Proprio a questo punto interviene il giornalista Rai e mi stupisce: per me e’ sempre stato un tranquillo “mezzobusto” che ogni tanto inciampa nelle parole quando legge le notizie, invece in questa sede si dimostra un giornalista appassionato e determinato a difendere il proprio lavoro. Non nega al direttore di un telegiornale il diritto di avere opinioni, ma definisce inaccettabile il punire la divergenza e il dissenso critico, che di solito sono considerati una ricchezza per la redazione. Ma, come sostiene subito dopo, la Rai non e’ mai stata davvero uno spazio di informazione ma di comunicazione autoreferenziale, e non ideologica, fra forze politiche (caratteristica esaltata dal celeberrimo “sistema panino” teorizzato anni fa da Mimun).
Di Giannantonio si dimostra ottimista per il futuro e tratteggia la sua visione del quadro fra circa 10 anni: una Rai sempre piu’ ingrigita e chiusa in se stessa, Mediaset per forza di cose cambiata ed indebolita dopo la scomparsa del suo spirito guida, i nuovi media finalmente diventati adulti che consentiranno di vedere chi sono i veri professionisti. Peccato che Madron e Hooper lo smentiscano subito, sostenendo che Mediaset ha gia’ dimostrato di essere un’azienda molto ricettiva al nuovo e che il effetti del berlusconismo si faranno sentire per decenni dopo l’effettiva scomparsa di Berlusconi. Probabilmente questo secondo scenario e’ piu’ realistico, ma preferisco credere (e con me molti giovani presenti) che sia sbagliato.
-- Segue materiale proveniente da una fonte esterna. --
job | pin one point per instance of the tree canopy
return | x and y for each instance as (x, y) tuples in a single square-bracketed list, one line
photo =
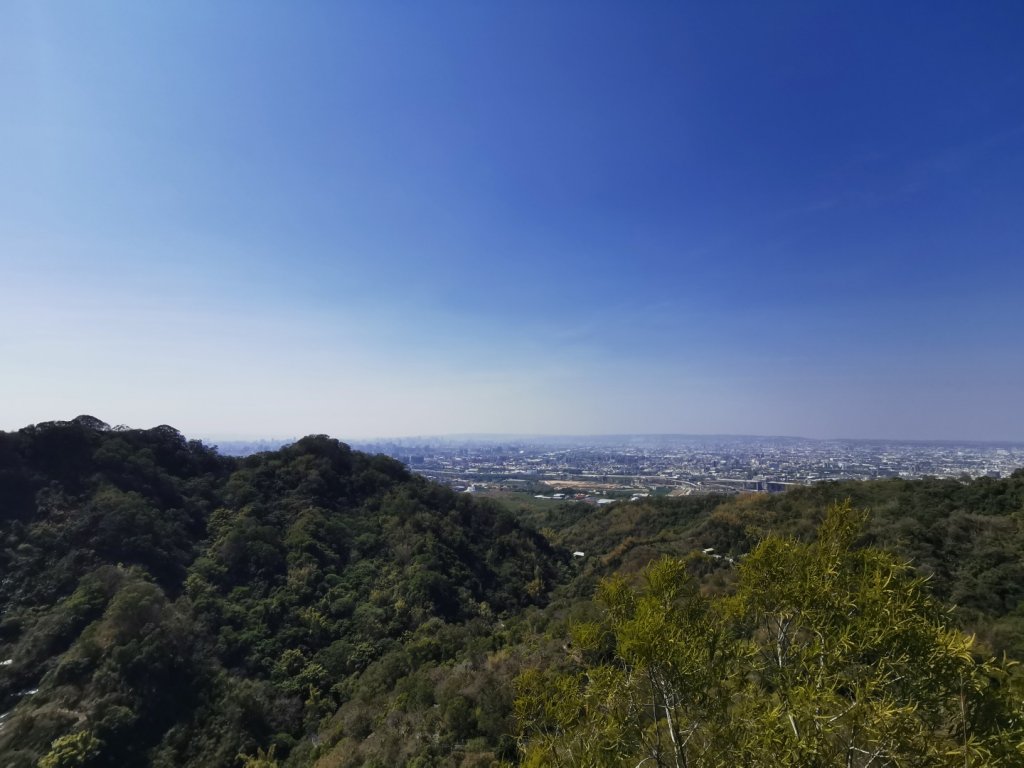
[(824, 655)]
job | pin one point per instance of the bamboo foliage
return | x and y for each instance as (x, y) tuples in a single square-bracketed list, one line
[(825, 655)]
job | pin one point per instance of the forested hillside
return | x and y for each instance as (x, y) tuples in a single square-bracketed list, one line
[(164, 605)]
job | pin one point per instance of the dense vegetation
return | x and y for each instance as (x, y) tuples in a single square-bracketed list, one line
[(173, 607), (823, 655), (164, 605)]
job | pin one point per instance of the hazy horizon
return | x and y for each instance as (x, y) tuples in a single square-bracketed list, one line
[(389, 219)]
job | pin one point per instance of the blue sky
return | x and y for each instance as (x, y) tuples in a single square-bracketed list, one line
[(373, 219)]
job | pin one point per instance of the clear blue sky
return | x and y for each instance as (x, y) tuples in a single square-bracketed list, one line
[(382, 218)]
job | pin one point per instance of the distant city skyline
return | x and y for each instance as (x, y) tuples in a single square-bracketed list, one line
[(383, 219)]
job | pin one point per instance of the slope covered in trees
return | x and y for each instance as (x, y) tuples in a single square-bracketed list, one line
[(824, 655), (164, 605)]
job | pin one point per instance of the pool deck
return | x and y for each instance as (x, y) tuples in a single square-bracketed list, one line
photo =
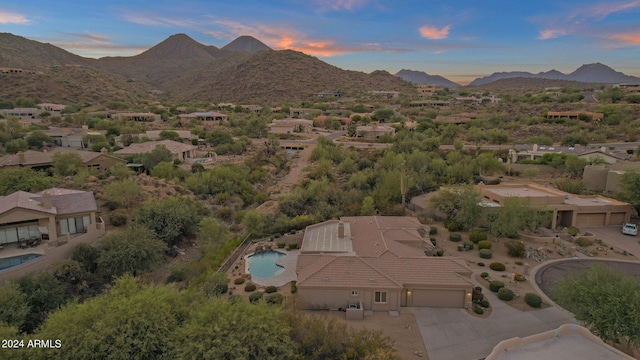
[(288, 262)]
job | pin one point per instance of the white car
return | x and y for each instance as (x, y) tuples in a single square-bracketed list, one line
[(630, 229)]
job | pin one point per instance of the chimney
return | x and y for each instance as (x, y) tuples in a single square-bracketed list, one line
[(46, 200), (340, 230)]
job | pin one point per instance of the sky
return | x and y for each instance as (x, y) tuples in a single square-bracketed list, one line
[(460, 40)]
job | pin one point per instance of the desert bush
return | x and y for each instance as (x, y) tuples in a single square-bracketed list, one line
[(453, 225), (584, 242), (118, 217), (476, 236), (573, 231), (255, 296), (484, 244), (533, 300), (496, 285), (485, 254), (505, 294), (515, 248), (274, 298)]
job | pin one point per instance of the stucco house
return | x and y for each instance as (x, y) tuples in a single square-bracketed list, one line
[(51, 214), (377, 263)]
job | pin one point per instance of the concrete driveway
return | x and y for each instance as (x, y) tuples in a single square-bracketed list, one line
[(613, 236), (454, 334)]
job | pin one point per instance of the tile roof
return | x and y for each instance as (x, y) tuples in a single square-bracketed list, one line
[(140, 148)]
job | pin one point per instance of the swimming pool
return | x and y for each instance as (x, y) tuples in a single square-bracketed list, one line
[(264, 264), (17, 260)]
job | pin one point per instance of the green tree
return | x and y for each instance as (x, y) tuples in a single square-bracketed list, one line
[(605, 300), (130, 251), (23, 179), (38, 138), (67, 164), (629, 189), (171, 218)]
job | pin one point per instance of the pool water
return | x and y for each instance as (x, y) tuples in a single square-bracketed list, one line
[(264, 264), (16, 260)]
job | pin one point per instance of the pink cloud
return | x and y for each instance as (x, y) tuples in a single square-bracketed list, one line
[(432, 32), (630, 38), (13, 18)]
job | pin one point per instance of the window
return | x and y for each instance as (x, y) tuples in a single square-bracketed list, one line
[(380, 297)]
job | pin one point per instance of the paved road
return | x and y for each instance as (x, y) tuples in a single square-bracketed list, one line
[(453, 334)]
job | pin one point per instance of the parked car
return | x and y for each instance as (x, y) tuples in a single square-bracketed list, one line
[(630, 229)]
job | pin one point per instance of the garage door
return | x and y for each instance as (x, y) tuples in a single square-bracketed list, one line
[(617, 218), (590, 219), (438, 298)]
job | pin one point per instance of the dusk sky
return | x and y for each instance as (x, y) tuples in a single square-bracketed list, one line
[(460, 40)]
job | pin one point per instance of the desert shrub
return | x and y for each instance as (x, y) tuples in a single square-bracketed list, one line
[(118, 217), (476, 236), (274, 298), (496, 285), (584, 242), (453, 225), (177, 275), (515, 248), (485, 254), (533, 300), (505, 294), (255, 296)]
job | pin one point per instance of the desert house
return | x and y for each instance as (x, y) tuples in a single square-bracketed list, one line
[(377, 263)]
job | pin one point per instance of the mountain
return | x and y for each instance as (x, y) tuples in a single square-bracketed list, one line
[(420, 77), (276, 76), (246, 43), (590, 73)]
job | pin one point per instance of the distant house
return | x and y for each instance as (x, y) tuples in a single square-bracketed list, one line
[(209, 116), (43, 160), (140, 117), (180, 151), (374, 131), (48, 215), (377, 263), (290, 126)]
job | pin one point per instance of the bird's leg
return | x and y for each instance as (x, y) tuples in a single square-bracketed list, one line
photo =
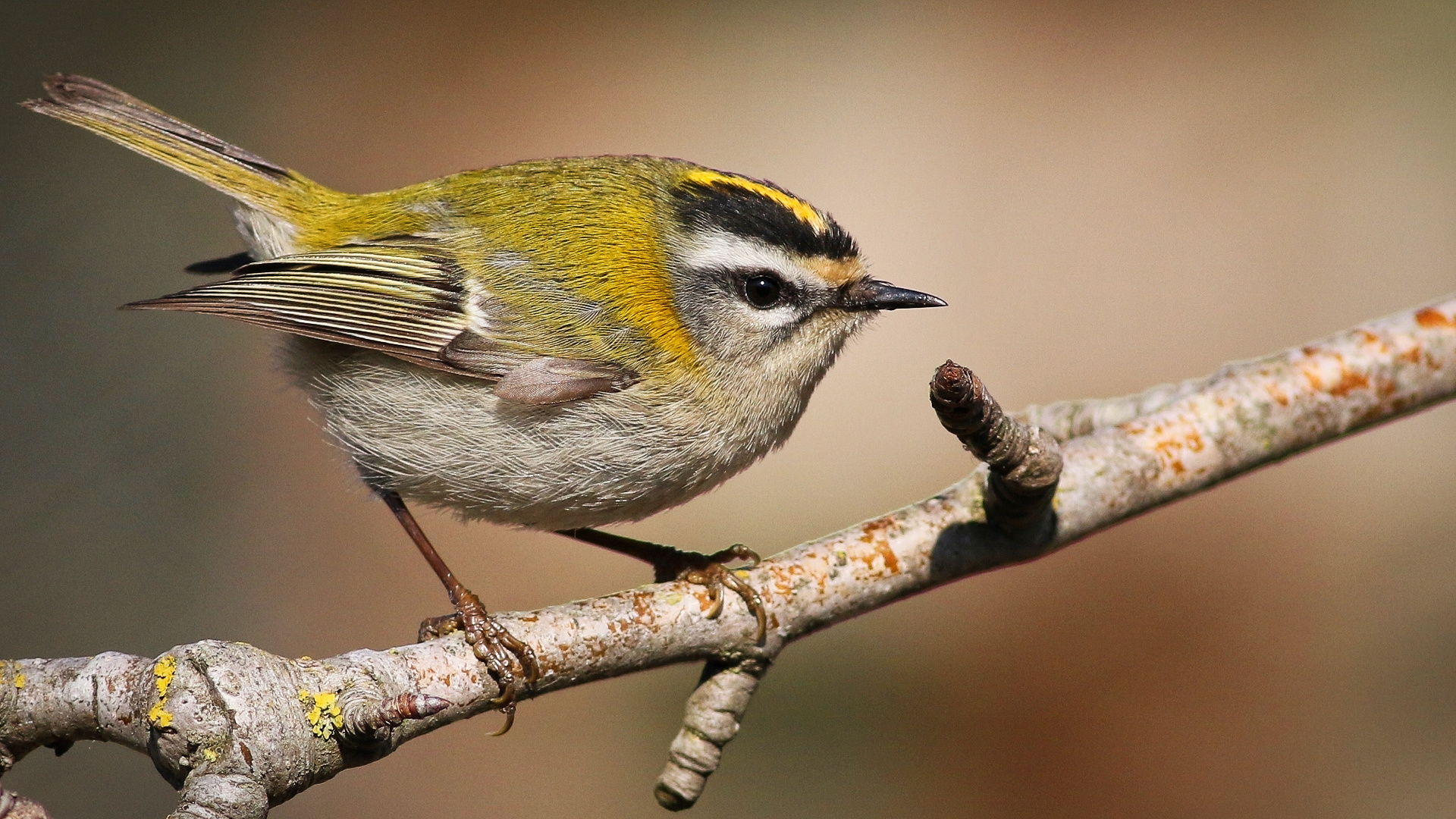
[(674, 564), (492, 645)]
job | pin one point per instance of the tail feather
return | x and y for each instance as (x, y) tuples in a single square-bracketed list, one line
[(120, 117)]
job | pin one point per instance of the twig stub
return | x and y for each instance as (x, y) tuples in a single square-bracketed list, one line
[(1024, 461)]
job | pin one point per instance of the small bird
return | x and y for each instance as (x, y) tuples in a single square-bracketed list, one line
[(555, 344)]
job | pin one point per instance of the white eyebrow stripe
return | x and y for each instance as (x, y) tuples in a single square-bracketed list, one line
[(710, 249)]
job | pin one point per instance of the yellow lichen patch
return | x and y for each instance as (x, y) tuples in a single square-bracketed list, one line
[(325, 717), (164, 672)]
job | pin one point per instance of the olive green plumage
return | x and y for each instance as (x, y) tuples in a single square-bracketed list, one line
[(554, 344)]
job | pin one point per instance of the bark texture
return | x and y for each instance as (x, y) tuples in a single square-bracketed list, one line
[(237, 729)]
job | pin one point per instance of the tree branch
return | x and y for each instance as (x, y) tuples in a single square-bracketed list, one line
[(237, 729)]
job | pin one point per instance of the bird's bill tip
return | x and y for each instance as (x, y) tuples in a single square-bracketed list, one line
[(875, 295)]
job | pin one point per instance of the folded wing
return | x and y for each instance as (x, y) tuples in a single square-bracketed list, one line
[(410, 300)]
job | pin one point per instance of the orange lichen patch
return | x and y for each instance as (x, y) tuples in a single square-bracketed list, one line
[(789, 576), (889, 556), (1181, 449), (1432, 318), (642, 610), (1348, 381)]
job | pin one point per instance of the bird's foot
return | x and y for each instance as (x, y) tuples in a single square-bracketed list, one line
[(714, 573), (509, 661)]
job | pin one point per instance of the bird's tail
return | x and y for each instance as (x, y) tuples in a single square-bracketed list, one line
[(123, 118)]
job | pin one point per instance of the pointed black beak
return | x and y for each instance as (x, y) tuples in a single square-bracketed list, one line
[(874, 295)]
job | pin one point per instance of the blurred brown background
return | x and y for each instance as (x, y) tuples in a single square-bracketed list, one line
[(1110, 194)]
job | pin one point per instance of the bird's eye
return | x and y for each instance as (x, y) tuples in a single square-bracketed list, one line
[(764, 290)]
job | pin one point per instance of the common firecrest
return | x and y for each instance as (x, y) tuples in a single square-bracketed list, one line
[(552, 344)]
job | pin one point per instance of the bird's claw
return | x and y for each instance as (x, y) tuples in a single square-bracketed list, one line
[(494, 646), (714, 573)]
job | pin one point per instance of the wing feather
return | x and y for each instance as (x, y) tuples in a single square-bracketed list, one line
[(408, 300)]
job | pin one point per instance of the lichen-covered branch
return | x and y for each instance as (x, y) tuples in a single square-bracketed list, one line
[(239, 729)]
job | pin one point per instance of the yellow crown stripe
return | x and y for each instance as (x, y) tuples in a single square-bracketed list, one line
[(800, 209)]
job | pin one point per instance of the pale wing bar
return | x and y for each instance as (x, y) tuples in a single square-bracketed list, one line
[(383, 299)]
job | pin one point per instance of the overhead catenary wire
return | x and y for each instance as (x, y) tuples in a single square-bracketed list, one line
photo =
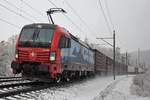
[(75, 12), (107, 23), (68, 18), (109, 16), (5, 21), (16, 13), (38, 12), (30, 15)]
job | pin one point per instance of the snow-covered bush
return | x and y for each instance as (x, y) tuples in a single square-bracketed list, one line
[(141, 84)]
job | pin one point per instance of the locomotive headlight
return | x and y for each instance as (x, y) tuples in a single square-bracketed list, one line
[(52, 56)]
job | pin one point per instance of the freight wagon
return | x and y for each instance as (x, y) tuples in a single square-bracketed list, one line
[(50, 52)]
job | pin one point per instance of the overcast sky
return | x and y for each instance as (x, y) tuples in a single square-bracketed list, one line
[(131, 19)]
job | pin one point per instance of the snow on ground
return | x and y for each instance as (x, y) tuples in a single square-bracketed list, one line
[(80, 91), (99, 88)]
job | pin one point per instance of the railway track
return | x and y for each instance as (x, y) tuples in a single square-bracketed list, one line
[(14, 89), (8, 79), (12, 86), (11, 90)]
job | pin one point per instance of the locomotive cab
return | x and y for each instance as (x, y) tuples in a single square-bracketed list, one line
[(38, 51)]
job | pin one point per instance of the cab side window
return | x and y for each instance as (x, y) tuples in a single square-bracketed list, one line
[(64, 42)]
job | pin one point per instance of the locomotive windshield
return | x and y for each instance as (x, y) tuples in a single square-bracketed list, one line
[(36, 37)]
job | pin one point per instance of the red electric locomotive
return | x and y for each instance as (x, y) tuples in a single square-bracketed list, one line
[(48, 51)]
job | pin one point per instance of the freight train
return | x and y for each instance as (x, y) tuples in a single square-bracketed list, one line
[(50, 52)]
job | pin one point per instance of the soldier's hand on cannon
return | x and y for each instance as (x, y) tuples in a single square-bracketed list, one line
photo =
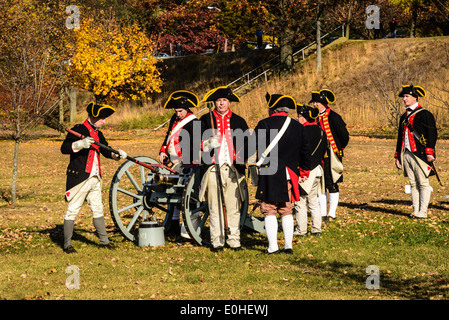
[(122, 155), (212, 143), (82, 144), (162, 156), (398, 164)]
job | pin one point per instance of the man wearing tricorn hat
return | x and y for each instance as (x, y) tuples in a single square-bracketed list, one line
[(219, 129), (310, 189), (84, 172), (183, 119), (415, 148), (338, 137), (290, 158), (173, 149)]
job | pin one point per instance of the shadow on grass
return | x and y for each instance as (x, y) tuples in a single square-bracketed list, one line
[(56, 235), (416, 288), (369, 207)]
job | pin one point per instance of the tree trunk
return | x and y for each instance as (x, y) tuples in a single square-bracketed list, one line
[(286, 50), (413, 26), (348, 23), (61, 111), (14, 173), (318, 44), (72, 91)]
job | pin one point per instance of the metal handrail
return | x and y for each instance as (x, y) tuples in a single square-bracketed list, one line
[(264, 72), (258, 68)]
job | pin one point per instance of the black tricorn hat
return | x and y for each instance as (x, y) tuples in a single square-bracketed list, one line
[(181, 99), (221, 92), (99, 110), (324, 96), (279, 100), (415, 91), (307, 112)]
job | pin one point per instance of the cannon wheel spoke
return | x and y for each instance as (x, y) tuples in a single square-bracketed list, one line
[(126, 196)]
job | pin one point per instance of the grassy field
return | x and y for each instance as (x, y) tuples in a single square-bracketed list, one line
[(372, 228)]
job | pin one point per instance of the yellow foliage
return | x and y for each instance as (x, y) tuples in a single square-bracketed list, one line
[(114, 63)]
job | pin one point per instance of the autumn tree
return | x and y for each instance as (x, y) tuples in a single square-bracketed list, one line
[(32, 69), (114, 62)]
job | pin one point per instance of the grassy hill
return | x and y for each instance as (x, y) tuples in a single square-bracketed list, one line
[(365, 75)]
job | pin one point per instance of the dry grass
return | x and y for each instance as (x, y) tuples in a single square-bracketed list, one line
[(372, 229), (353, 70)]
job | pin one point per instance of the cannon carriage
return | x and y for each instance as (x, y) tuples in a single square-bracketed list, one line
[(152, 191)]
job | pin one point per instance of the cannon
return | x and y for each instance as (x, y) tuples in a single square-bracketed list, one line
[(144, 189)]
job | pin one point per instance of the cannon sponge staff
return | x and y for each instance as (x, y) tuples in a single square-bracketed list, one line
[(84, 175)]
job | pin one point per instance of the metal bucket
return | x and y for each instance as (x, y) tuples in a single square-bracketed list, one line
[(151, 234)]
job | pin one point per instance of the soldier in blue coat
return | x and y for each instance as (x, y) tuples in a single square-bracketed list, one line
[(84, 176), (415, 148), (285, 166)]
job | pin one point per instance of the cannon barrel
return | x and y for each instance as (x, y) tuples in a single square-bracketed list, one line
[(166, 178)]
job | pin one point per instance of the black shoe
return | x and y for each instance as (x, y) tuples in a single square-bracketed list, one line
[(70, 249), (106, 246)]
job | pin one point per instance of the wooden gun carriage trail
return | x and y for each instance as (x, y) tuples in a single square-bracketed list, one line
[(138, 193), (142, 189)]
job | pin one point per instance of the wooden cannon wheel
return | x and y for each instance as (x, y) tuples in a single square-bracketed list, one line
[(127, 196)]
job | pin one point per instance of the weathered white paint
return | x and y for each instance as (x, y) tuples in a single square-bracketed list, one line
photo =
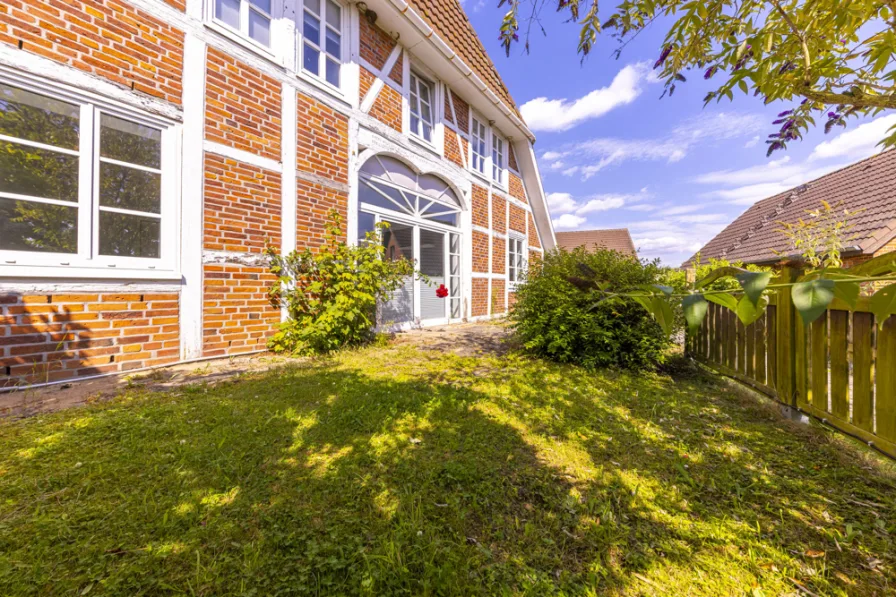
[(192, 198)]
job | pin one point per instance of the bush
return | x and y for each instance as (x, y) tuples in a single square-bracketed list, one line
[(555, 319), (331, 293)]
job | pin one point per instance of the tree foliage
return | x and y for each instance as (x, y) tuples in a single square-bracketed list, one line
[(831, 59), (331, 292)]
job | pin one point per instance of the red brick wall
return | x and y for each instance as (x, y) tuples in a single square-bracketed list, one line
[(322, 145), (237, 314), (517, 219), (498, 306), (242, 206), (480, 206), (48, 337), (480, 297), (499, 250), (387, 107), (533, 234), (517, 190), (499, 214), (480, 252), (108, 38), (314, 202), (242, 107)]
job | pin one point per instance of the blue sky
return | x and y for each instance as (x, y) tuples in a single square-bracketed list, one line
[(612, 154)]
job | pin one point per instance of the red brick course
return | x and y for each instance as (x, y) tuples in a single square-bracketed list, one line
[(322, 144), (242, 107), (242, 206), (55, 336), (237, 314), (108, 38)]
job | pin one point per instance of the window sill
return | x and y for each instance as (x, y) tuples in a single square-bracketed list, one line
[(245, 42), (85, 273)]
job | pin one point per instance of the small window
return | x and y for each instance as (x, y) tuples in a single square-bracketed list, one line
[(421, 107), (516, 263), (497, 159), (321, 47), (478, 146), (78, 181), (252, 18)]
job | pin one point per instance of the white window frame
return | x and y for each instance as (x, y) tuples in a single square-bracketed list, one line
[(241, 35), (520, 265), (87, 262), (414, 90), (298, 10)]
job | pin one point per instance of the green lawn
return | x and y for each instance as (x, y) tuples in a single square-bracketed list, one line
[(395, 471)]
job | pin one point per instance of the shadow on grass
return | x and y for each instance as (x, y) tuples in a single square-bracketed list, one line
[(451, 477)]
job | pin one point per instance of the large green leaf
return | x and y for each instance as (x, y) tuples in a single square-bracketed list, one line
[(694, 307), (883, 303), (754, 284), (748, 312), (724, 299), (812, 298)]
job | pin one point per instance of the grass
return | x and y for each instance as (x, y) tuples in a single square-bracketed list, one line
[(396, 471)]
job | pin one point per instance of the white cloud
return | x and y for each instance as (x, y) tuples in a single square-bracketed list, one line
[(858, 143), (568, 222), (559, 203), (543, 114), (590, 157)]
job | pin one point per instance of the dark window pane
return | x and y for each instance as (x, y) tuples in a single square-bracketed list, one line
[(129, 188), (38, 118), (124, 235), (130, 142), (32, 226), (311, 59), (42, 173)]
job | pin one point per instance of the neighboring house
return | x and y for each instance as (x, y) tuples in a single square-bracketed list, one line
[(867, 187), (151, 149), (617, 239)]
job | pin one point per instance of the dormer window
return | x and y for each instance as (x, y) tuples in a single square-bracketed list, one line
[(421, 107)]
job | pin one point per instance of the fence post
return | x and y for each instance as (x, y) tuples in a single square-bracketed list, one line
[(785, 336)]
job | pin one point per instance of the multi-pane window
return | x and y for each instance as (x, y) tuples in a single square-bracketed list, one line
[(78, 181), (252, 18), (478, 147), (515, 258), (421, 107), (497, 159), (321, 50)]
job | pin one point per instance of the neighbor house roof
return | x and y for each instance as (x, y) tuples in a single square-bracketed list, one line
[(617, 239), (450, 22), (867, 187)]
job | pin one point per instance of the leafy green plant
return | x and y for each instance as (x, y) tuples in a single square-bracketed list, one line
[(331, 293), (554, 318)]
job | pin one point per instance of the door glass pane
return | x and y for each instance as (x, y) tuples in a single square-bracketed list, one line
[(33, 117), (39, 227), (35, 172), (260, 28), (432, 265), (124, 235), (129, 188), (228, 11), (398, 241), (130, 142)]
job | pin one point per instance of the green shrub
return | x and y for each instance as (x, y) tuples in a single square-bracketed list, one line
[(331, 293), (554, 318)]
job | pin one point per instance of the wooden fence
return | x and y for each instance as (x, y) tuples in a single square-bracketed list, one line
[(841, 368)]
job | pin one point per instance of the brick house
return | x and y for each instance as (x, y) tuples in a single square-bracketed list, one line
[(867, 188), (151, 149)]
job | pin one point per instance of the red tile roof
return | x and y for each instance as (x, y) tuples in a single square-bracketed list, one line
[(617, 239), (868, 187), (450, 22)]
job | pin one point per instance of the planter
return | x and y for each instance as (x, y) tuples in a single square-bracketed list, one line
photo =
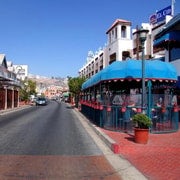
[(141, 135)]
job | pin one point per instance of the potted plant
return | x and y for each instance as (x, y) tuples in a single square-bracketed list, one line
[(141, 130)]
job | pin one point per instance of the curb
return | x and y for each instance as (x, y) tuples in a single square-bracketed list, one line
[(3, 112)]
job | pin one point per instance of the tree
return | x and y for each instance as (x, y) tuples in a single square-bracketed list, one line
[(28, 88), (75, 87)]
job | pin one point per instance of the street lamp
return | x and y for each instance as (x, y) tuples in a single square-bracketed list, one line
[(142, 34)]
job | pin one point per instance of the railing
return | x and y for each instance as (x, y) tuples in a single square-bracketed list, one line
[(118, 118)]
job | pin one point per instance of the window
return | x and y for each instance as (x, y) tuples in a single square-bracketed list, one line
[(123, 31), (116, 33), (174, 54)]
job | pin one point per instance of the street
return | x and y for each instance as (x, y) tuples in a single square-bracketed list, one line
[(49, 142)]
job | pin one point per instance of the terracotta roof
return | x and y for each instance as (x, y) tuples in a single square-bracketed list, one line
[(119, 21)]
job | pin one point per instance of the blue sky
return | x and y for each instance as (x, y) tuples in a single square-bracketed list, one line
[(53, 37)]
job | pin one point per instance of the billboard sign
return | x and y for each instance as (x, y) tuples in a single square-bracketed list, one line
[(160, 15)]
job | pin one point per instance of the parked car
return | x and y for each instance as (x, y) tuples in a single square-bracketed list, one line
[(41, 101)]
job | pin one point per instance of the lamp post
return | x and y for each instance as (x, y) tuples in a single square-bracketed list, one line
[(142, 34)]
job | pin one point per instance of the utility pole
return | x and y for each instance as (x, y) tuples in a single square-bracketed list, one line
[(137, 43)]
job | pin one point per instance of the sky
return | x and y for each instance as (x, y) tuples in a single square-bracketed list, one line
[(53, 37)]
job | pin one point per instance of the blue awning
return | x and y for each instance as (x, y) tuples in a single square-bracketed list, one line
[(171, 36), (132, 69)]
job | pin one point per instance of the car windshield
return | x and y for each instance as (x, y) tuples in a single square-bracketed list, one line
[(41, 99)]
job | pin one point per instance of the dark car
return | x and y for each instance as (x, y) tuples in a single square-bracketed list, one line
[(41, 101)]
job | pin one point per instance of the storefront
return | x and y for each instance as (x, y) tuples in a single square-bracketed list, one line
[(112, 96)]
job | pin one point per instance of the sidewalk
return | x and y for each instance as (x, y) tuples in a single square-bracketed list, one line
[(14, 109), (157, 160)]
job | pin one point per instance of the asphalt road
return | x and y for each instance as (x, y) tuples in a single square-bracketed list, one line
[(45, 130), (49, 142)]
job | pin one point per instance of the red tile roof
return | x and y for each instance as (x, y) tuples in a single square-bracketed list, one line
[(119, 21)]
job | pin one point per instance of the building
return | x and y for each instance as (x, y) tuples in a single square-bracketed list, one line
[(21, 71), (119, 47), (168, 40), (9, 86)]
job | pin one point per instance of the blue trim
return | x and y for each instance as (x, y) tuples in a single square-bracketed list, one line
[(171, 36), (132, 69)]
La discussione volge al termine e viene lasciato spazio alle domande. Una ragazza si rivolge a Di Giannantonio con un lungo giro di parole il cui senso finale e’: ha detto finora che in redazione si e’ sempre posto in una posizione di critica con ogni direttore, ma se ne e’ andato solo quando l’hanno cacciata e non per sua scelta. Il giornalista coglie la provocazione e si infervora, scaglandosi contro l’inaccettabile sistema “o stai con una squadra o stai con l’altra. Sostiene che “e una cosa infame indulgere ai potenti, che vanno invece criticati e controllati” aggiungendo poi “io non voglio essere in nessuna squadra: voglio solo fare il mio lavoro e per farlo ho anche rischiato la vita (…) chiunque voglia puo’ vedere il mio curriculum. Io non faro’ mai carriera, ma lo faccio scientificamente (…) perche’ il servizio pubblico deve essere un’altra cosa: deve essere ricerca dei fatti.” Entrando poi nello specifico della domanda postagli afferma che andarsene quando non si e’ d’accordo con quello che succede sul proprio posto di lavoro e’ inutile, ma bisogna rimanere e cercare di cambiare quello che non funziona con il proprio apporto critico. Solo quando si giunge all’estremo si puo’ optare per la rottura.
E’ proprio questo il messaggio migliore che il giornalista fa passare: scappare e’ da vigliacchi.